Luego de atravesar una apendicitis aguda que derivó en cirugía e internación prolongada, Cristina Fernández de Kirchner comenzó a retomar de manera gradual su actividad política, bajo estrictas indicaciones médicas. La ex presidenta recibió el alta el 3 de enero de 2026, tras dos semanas internada en el Sanatorio Otamendi, y continuó su recuperación en su departamento de San José al 1100, donde cumple prisión domiciliaria.
Ese mismo espacio volvió a convertirse en un centro de decisiones políticas. Allí, Cristina combina la rehabilitación física —con caminatas diarias en cinta— con reuniones reservadas con dirigentes de su máxima confianza. En los últimos días pasaron por el departamento el diputado nacional Juan Grabois y el ex senador Oscar Parrilli, uno de sus operadores históricos, quien retomó un rol activo en el Instituto Patria.
Durante el período de convalecencia, la ex vicepresidenta también mantuvo conversaciones telefónicas y por videollamada, y dedicó tiempo a la lectura. Entre los libros que circularon por su mesa figuran obras de César González, textos sobre Juan Domingo Perón, una biografía de la francotiradora soviética Liudmila Pavlichenko y el reciente ensayo “La hora de los depredadores”, del escritor y analista político Giuliano da Empoli, autor también de “El mago del Kremlin”.

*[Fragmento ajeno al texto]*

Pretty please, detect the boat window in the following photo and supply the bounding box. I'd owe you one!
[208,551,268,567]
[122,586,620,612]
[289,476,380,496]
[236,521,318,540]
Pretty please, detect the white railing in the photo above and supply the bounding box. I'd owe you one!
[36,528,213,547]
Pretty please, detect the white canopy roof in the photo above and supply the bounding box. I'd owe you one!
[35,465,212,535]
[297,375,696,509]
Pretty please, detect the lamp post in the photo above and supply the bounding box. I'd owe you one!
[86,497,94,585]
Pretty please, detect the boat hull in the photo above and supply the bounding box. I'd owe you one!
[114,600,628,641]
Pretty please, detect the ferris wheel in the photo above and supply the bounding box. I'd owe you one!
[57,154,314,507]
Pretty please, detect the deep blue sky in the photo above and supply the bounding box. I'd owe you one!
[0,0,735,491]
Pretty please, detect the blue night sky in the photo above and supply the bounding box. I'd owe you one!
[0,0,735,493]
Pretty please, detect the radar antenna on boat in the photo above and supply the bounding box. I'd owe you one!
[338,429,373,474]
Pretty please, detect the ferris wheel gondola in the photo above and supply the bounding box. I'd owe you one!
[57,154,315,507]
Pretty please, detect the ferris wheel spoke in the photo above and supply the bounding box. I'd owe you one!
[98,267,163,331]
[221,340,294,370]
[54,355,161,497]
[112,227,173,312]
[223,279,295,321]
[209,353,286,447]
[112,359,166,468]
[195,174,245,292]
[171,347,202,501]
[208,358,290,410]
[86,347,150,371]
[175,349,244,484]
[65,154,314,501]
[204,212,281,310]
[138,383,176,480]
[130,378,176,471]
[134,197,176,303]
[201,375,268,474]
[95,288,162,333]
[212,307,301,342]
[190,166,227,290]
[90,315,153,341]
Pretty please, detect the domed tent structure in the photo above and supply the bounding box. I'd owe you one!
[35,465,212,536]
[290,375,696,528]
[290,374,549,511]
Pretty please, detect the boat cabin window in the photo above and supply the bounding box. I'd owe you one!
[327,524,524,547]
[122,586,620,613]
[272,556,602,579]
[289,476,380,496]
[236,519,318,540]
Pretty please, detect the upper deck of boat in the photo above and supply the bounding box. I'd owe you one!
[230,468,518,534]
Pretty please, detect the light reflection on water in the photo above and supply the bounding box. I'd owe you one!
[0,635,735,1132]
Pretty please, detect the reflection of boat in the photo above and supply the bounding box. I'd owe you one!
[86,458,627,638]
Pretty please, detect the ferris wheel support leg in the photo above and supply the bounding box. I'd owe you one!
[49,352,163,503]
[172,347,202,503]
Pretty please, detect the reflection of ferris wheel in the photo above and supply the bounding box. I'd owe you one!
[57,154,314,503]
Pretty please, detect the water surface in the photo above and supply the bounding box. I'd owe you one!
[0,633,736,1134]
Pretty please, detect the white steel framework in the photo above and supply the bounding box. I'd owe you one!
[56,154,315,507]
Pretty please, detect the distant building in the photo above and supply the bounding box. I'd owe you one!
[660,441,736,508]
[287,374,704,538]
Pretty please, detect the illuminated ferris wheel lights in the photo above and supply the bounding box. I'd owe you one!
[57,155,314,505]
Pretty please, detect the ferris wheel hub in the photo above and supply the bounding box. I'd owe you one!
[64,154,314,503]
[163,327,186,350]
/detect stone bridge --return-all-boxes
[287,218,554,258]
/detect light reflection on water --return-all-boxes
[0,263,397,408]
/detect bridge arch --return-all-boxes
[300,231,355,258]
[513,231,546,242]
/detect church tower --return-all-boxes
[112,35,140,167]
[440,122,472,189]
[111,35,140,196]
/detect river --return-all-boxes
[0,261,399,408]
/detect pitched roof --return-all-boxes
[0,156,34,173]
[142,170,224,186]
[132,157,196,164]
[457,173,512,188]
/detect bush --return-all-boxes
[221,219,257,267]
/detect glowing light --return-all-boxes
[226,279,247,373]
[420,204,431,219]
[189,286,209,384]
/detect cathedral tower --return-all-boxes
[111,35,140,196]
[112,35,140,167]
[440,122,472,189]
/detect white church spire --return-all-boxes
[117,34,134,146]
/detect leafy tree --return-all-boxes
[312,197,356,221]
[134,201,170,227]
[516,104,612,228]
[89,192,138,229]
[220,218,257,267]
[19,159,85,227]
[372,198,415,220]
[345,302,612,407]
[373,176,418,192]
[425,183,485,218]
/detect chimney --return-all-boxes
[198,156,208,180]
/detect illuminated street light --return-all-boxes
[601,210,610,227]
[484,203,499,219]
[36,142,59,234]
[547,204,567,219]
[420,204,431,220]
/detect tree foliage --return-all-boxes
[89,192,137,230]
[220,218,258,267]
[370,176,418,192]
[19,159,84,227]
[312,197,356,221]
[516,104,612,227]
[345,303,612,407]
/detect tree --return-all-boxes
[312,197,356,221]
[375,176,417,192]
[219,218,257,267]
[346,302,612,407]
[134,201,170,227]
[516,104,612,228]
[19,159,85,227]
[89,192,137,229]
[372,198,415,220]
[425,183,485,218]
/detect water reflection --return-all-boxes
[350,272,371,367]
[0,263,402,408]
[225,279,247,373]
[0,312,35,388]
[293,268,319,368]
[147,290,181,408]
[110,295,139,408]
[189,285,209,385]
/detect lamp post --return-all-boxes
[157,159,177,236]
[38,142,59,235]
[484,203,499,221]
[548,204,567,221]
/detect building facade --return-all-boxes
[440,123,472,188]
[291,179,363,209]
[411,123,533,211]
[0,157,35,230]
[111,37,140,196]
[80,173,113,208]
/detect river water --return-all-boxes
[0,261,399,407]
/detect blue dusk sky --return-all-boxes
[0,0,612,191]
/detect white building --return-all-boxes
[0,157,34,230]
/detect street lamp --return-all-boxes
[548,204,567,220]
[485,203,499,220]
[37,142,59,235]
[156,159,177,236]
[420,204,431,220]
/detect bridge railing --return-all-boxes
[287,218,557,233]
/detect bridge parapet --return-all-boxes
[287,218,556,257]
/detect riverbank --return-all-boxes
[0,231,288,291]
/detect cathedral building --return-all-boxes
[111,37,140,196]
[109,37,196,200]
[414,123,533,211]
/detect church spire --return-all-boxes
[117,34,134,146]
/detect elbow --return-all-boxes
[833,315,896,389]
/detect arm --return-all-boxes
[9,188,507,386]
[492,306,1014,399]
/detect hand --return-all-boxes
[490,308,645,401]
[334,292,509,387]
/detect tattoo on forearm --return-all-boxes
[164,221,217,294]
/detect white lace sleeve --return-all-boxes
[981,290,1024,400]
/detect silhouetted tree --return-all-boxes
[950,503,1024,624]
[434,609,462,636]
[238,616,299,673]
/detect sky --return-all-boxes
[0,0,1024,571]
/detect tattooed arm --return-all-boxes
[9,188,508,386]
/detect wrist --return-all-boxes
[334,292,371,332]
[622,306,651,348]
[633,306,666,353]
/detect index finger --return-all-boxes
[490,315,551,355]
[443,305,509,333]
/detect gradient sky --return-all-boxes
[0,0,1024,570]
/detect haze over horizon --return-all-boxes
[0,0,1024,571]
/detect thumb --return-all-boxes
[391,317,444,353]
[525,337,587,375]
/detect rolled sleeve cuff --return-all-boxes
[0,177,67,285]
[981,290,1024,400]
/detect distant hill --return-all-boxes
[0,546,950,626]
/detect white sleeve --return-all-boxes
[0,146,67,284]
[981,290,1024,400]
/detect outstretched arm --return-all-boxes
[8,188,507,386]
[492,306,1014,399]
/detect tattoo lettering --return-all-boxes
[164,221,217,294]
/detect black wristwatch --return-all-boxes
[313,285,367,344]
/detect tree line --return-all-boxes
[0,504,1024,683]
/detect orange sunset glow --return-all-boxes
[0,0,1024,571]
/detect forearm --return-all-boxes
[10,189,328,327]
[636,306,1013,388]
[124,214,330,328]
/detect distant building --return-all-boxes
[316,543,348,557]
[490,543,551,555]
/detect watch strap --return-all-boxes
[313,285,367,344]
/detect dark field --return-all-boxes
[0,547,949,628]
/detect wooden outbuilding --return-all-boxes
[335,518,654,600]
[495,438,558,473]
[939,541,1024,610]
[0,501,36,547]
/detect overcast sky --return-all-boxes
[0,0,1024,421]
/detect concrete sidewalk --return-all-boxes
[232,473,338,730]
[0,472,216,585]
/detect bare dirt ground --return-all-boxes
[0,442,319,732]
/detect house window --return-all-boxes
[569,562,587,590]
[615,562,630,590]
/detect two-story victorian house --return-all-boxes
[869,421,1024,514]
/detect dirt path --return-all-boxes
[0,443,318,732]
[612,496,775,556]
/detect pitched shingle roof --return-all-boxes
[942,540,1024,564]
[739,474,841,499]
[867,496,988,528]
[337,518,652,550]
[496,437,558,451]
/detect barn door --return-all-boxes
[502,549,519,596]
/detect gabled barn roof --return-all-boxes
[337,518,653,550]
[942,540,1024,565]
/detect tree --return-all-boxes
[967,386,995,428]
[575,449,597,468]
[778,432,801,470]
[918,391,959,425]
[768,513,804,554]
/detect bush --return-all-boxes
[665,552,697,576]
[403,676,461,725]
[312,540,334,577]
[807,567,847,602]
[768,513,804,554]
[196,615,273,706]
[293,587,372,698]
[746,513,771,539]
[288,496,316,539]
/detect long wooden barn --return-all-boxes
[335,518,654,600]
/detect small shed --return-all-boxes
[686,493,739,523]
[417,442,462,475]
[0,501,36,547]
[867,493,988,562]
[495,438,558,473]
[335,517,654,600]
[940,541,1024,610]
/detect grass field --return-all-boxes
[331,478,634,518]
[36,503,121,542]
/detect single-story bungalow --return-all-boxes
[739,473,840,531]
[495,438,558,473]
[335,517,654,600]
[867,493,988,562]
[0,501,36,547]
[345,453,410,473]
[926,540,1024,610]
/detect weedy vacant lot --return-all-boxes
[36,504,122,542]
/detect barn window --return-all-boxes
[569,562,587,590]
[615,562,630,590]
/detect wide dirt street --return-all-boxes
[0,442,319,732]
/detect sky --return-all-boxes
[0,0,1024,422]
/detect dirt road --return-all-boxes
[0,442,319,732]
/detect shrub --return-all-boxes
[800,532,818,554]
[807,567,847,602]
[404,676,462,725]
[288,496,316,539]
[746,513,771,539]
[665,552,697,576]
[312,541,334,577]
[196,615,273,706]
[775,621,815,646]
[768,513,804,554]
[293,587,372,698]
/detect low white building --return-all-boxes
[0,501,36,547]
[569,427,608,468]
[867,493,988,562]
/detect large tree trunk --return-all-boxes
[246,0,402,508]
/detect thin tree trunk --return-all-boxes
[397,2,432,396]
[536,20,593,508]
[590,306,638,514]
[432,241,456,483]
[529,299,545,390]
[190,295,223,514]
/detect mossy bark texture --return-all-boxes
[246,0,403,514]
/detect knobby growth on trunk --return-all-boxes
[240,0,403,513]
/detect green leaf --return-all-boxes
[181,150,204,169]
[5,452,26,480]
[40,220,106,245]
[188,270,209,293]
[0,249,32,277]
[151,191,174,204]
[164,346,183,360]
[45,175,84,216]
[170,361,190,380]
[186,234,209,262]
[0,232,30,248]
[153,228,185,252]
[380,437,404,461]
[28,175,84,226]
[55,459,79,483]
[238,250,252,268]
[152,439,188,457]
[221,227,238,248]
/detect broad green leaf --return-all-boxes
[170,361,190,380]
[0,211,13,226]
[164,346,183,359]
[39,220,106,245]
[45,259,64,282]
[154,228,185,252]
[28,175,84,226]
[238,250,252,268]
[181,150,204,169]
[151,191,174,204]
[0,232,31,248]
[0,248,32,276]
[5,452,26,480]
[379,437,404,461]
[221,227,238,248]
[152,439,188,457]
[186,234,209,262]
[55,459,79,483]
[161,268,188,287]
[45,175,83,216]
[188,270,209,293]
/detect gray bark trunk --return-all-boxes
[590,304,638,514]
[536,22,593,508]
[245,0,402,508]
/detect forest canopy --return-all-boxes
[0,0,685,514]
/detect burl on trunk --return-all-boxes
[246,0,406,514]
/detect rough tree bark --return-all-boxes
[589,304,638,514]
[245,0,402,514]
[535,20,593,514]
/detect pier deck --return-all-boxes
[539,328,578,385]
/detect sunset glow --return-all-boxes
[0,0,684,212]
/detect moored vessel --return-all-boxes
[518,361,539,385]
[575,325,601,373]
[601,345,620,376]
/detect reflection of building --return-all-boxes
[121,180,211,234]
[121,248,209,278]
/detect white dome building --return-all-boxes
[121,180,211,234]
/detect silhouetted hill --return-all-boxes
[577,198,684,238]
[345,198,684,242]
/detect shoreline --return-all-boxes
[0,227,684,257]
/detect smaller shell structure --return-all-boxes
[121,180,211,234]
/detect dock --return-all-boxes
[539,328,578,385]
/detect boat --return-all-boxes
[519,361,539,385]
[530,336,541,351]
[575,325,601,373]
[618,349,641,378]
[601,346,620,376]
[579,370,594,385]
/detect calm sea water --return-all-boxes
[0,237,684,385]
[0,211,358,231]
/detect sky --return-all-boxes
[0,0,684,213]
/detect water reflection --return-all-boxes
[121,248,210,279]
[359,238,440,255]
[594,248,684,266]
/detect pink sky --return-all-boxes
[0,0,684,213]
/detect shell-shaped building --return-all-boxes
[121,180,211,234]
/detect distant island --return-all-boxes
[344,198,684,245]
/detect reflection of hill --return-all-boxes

Un nuevo ciclo político y la consigna “Cristina Libre”
En el kirchnerismo interpretan esta reaparición como el inicio de un nuevo ciclo político. A partir de febrero, el espacio prevé relanzar con fuerza la consigna “Cristina Libre”, con el objetivo de reinstalar la idea de una proscripción política y advertir que, sin su participación, las elecciones presidenciales de 2027 podrían estar atravesadas por una “legitimidad democrática cuestionada”, en una analogía directa con la proscripción de Perón.
Si bien algunos dirigentes de paladar negro imaginan incluso una hipotética candidatura presidencial, admiten que “la palabra final” siempre la tendrá la propia ex mandataria. Hoy, ese escenario choca con un límite jurídico concreto: la condena a seis años de prisión e inhabilitación perpetua para ejercer cargos públicos en la causa Vialidad, fallo que dejó firme la Corte Suprema de Justicia de la Nación.
Más allá de ese obstáculo, en su entorno aseguran que Cristina insistirá en los ejes que viene planteando desde hace tiempo: la necesidad de una “nueva estatalidad”, la discusión de la deuda externa y una crítica frontal a las políticas económicas del presidente Javier Milei, a quien describen como políticamente respaldado por Donald Trump.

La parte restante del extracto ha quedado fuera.